We are delighted to see that the success we have had with our initial conservancies has been noted by other tour operators and there is now a real momentum towards more conservancies being set up along similar lines. Having a successful project to model makes the setting up of future projects simpler for all those interested. We believe that conservancies, like ours, where the local communities are deriving a benefit from eco-tourism that is greater than other forms of land utilization is the way forward for Conservation in Kenya and one that can be duplicated in other parts of Africa.
Our Environmental Policy
Our Porini Camps are run and maintained with conservation of the environment at the forefront. We have a written environmental policy for water, land, energy, solid waste and sewage which is adhered to by the camp management.
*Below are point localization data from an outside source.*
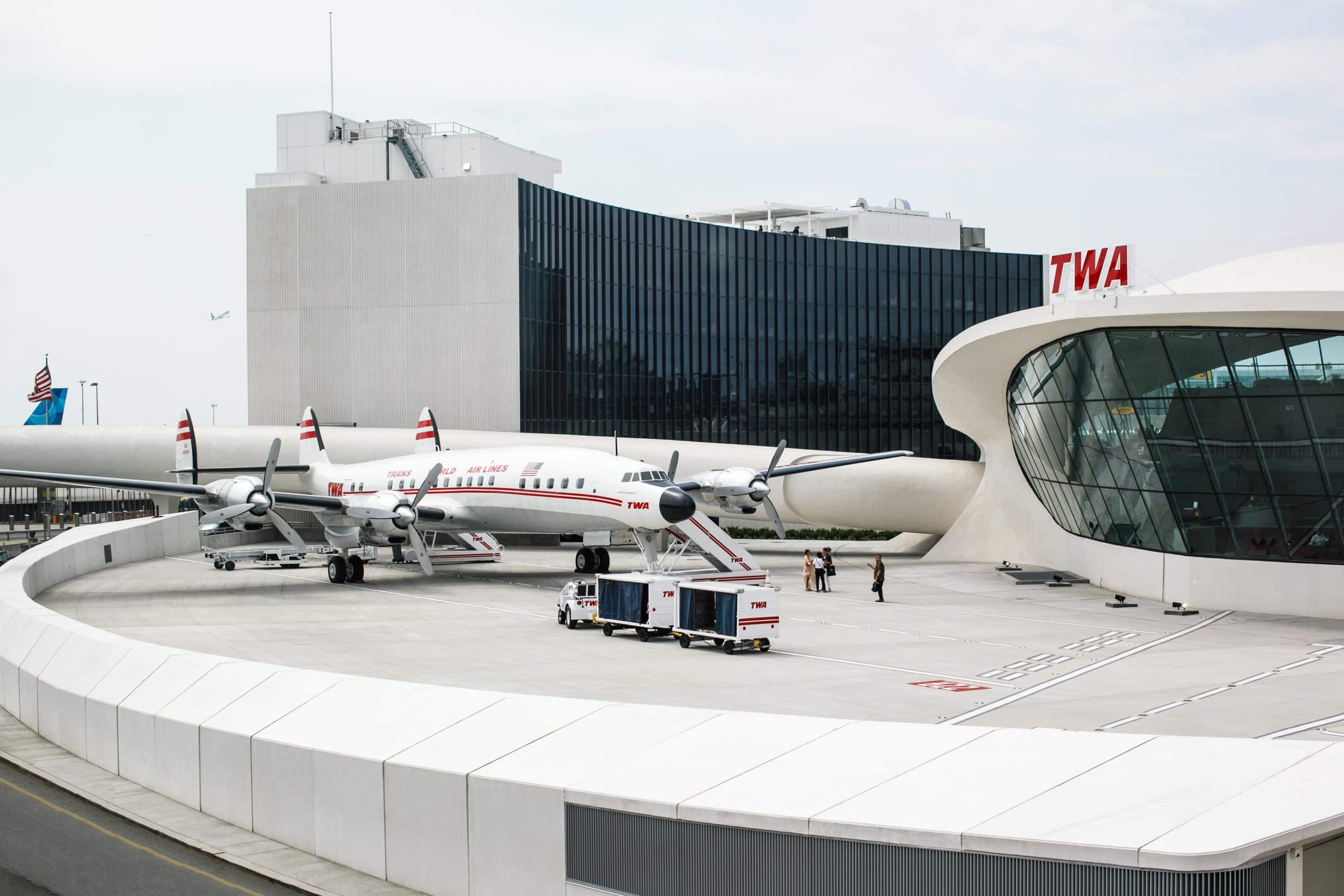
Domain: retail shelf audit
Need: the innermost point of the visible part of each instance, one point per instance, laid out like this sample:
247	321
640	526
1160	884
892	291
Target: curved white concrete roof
375	773
1289	270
We pride ourselves in having highly qualified safari guides and they enhance the experience by educating the guests about the flora, fauna and people of the surrounding areas.
We are committed to promoting Best Practices across the board. We pay well above the national average, have a written environmental policy that is strictly adhered to and monitor other safari companies in Africa to be sure that we make every effort to stay abreast of new developments in our industry and are always looking to implement improvements.
Porini Mara Camp is included in the World Tourism Organisation’s Directory of Best Practice in Ecotourism as a positive example from Kenya, and all of the Porini Camps have been awarded a Gold Eco-Rating by Ecotourism Kenya who promote environmental and social responsible practices within the tourism industry. Click here to download the full reports:
Our projects have also been included in a British school textbook as an example of ecotourism projects that are working with and benefiting the local community and environment.
We feel it is important to effectively communicate the project’s actions to stakeholders, locally and internationally. Our company literature which is given to each client emphasizes our goals. The project and its benefits have been featured in newspapers such as The Guardian, The Observer, The Times, The Independent, Mail on Sunday and in numerous magazines such as Condé Nast Traveler and National Geographic Adventure magazine.